Once content to bum around the basements of żbergeek hobbyists, Linux is lately finding itself in some posh and sophisticated sites previously reserved for commercial Unix platforms. High-availability Web farms and massive-parallel-processing projects in both the scientific and commercial realms are examples.
The word clustering is hopelessly overloaded and is being thrown around by anyone who hooks up two or more computers to have them work together in any way. For our purposes, we divide the Linux clustering space into the following categories: parallel processing, batch processing, and load-balancing and failover.
Parallel Processing
Certain scientific calculations -- for example, simulating the movement of a liquid at the atomic level -- require that the problem be parallelized at a very low level. This used to require expensive supercomputers and, depending on the exact nature of the computation, sometimes still does. Certain applications, however, can be run on clusters of regular workstations, connected over normal -- but private -- network connections. The advantage of these parallel-processing clusters is the high bang for the buck they offer in terms of the performance. By employing a large number of conventional workstations, you can keep costs low while assembling an amazing amount of processing power.

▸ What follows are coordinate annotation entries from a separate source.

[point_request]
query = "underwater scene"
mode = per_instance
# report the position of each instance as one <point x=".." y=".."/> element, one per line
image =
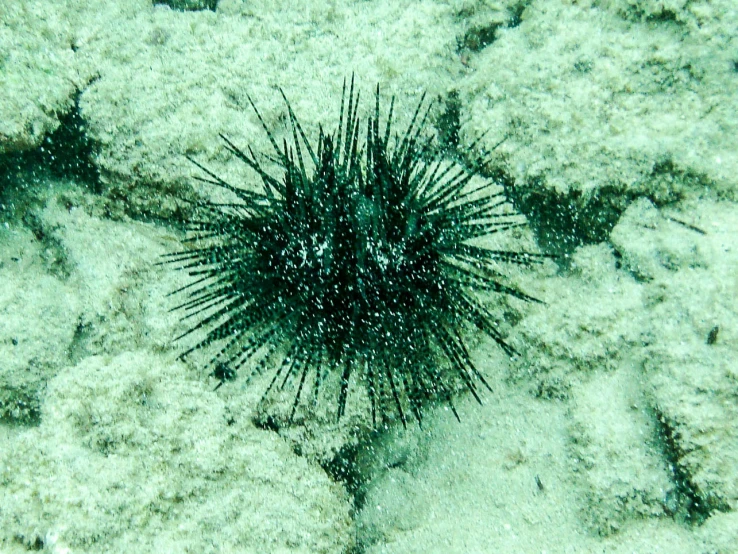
<point x="368" y="276"/>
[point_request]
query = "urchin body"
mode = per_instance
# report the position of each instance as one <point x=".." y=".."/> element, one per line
<point x="355" y="263"/>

The Beowulf Project, started in the mid-1990s, offers parallel-processing options for the Linux platform. Donald Becker, the founder of Beowulf, has now moved on to make a commercial version of his brainchild, offered by Scyld Computing. The Scyld distribution provides a fast and polished installation, commercial support, and professional services for hire. The version we attempted to install in the lab was plagued with hardware issues. We hope customers holding commercial support contracts will have better luck than we did.
Batch Processing
Beowulf, in general, can run not only low-level parallel applications but also batch-oriented applications, such as data mining, 3-D rendering and engineering simulations. If you run a scheduler on top of Beowulf, any of these large batch jobs can be crunched on a cluster. These schedulers include Condor, from the University of Wisconsin's Computer Science Department and Portable Batch System, by Veridian Systems.
A new player on the scene is Project Nimrod, whose commercial incarnation is featured in TurboLinux's EnFuzion product.

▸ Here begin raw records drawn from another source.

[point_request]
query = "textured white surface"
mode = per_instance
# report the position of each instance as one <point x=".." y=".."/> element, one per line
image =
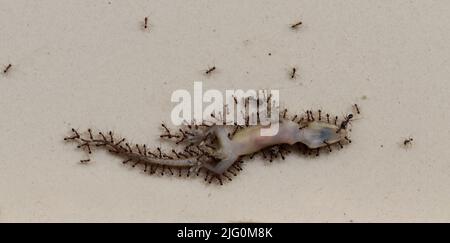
<point x="89" y="64"/>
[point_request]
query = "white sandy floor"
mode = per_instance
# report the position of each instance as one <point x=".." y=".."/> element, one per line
<point x="89" y="64"/>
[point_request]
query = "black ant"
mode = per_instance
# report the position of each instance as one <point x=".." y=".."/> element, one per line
<point x="294" y="26"/>
<point x="345" y="122"/>
<point x="210" y="70"/>
<point x="145" y="22"/>
<point x="294" y="71"/>
<point x="7" y="68"/>
<point x="408" y="141"/>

Load-Balancing and Failover
Linux clustering solutions for load-balancing and failover seem to be popping up just as fast as new Linux distributions. In addition to offering EnFuzion for true clustering, TurboLinux also offers Turbo Clustering Server (TCS). TCS supports load-balancing and failover clustering for HTTP, FTP, SMTP/POP3/IMAP, NNTP, DNS and LDAP. The cluster manager node, called Advanced Traffic Manager, can be configured in failover mode so there is no single point of failure in the system. While some of TCS's code may be derived from the community, most of what we saw appears to be new code developed by TurboLinux. It is being released under GPL (GNU General Public License), so it may show up in other projects as well.
The High-Availability Linux (Linux-HA) project's Web site isn't fancy but is comprehensive in scope and has links to many other Linux projects under way. The Linux-HA project spawned the popular Heartbeat tool now included in several mainstream distributions, including SuSE and Mandrake. Heartbeat supports serial and Ethernet communications for failover of simple applications, including DNS and Web proxy caching services.
The Linux Virtual Server (LVS) project borrows the Heartbeat code and is collaborating with the Linux-HA folks. In turn, Ultra Monkey provides some Layer 4 switching capabilities by building off LVS.
Finally, as always, commercial support is essential. Companies like SuSE and Silicon Graphics Inc. (SGI) are teaming up in an effort to port SGI's FailSafe product to Linux, so enterprise support should be a nonissue.